Podobnie jest z gniewem, bo jak wiadomo, bez gniewu nie ma adrenaliny, a bez niej nie ma walki, bez walki nie można np. bronić swojej rodziny przed napaścią, ani podjąć działania wymagającego wysiłku.

Ponadto idiotyzmem jest mówić o gniewie bożym skoro właśnie gniew jest grzechem. Wychodzi tutaj na wierzch kolejna niedorzeczność chrześcijańskiego myślenia.

 

To, co w człowieku wedle chrześcijańskiego modelu określa się, jako grzeszne, co motywuje człowieka  i napędza do zdobywania dalszych szczytów, nie powinno być uznawane za zło lecz za dobro.

 

Chrześcijańskie baidolenie określające grzechy główne skierowane jest przeciw ludzkiej wolności i autonomiczności. Polega to na tym, że ludzka natura, cechuje się różnymi rodzaju popędami, w tym, ten najważniejszy seksualny, który u Freuda przyjmuje oddzielną nazwę i funkcję libido.
Bardzo dobry, gdyż niesie trwanie gatunku. Dobra rzecz i zdrowa, dlatego znienawidzona przez chrześcijaństwo.

Te właśnie popędy, można, a nawet trzeba było pod naciskiem religii chrześcijańskiej poskromić. Nie każdy jednak mógł tego dokonać. Z czasem ludzie doszli do błędnego wniosku, że ci, którym udało się poskromić swoje żądze byli silniejsi niż ci, którym się to nie udało. Należało ich, zatem chwalić.
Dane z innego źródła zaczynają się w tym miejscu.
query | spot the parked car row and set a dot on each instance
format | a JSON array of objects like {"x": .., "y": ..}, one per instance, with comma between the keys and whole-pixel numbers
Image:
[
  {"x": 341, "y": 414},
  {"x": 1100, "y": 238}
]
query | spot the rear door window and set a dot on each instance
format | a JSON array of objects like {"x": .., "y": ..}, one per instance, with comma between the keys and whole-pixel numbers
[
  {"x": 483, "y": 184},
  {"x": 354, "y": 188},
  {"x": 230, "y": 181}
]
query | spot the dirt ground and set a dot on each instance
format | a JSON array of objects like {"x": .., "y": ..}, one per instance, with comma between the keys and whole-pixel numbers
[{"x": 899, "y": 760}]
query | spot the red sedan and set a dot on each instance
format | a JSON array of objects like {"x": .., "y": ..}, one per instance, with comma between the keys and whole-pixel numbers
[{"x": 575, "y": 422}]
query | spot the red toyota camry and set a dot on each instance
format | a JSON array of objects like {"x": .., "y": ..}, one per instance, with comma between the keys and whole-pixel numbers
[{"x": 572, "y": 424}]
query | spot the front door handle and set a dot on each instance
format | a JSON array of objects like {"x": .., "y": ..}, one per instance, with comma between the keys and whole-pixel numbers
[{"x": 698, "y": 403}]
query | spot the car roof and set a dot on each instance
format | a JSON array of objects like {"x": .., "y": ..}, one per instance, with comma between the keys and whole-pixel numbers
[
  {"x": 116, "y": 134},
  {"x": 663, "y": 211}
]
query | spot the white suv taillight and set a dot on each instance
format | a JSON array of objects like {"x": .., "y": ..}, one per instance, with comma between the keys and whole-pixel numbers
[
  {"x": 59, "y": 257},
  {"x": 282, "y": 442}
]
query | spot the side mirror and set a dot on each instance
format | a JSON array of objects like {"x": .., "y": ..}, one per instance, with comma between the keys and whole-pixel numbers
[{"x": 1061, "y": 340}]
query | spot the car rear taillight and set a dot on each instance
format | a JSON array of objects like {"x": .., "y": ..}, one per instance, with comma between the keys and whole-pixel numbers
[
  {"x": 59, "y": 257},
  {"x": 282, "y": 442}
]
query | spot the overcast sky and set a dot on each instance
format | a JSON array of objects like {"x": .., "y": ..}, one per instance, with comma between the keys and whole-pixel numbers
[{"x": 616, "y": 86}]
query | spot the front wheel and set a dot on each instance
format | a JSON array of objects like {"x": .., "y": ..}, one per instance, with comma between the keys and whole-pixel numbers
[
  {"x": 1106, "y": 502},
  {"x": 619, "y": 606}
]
Jednakże, ewolucja tak ukształtowała gatunek człowieka, że jednym dała więcej innym mniej, i dlatego ci, którzy byli w stanie ujarzmić swoje ciało, byli tak naprawdę gorzej potraktowani przez naturę. Dlatego owe wartości były w sam raz dla nich a przy okazji, dzięki nim mogli zmniejszyć przewagę tych lepiej zaopatrzonych przez naturę.

 

Pozbycie się chrześcijańskich ograniczeń stanowi doskonałą przesłankę ku zdobywaniu kolejnych szczytów; ale jakie te szczyty będą, to zależy już tylko od niepowtarzalnych cech charakteru i wrodzonych chęci i zdolności każdego człowieka.

 

Jako podsumowanie napiszę, że  mamy prawo a nawet powinniśmy żyć pełnią życia, zgodnie z własną naturą i wolni. Pamiętając, że wolność twojej pięści kończy się tam gdzie zaczyna cudzy nos.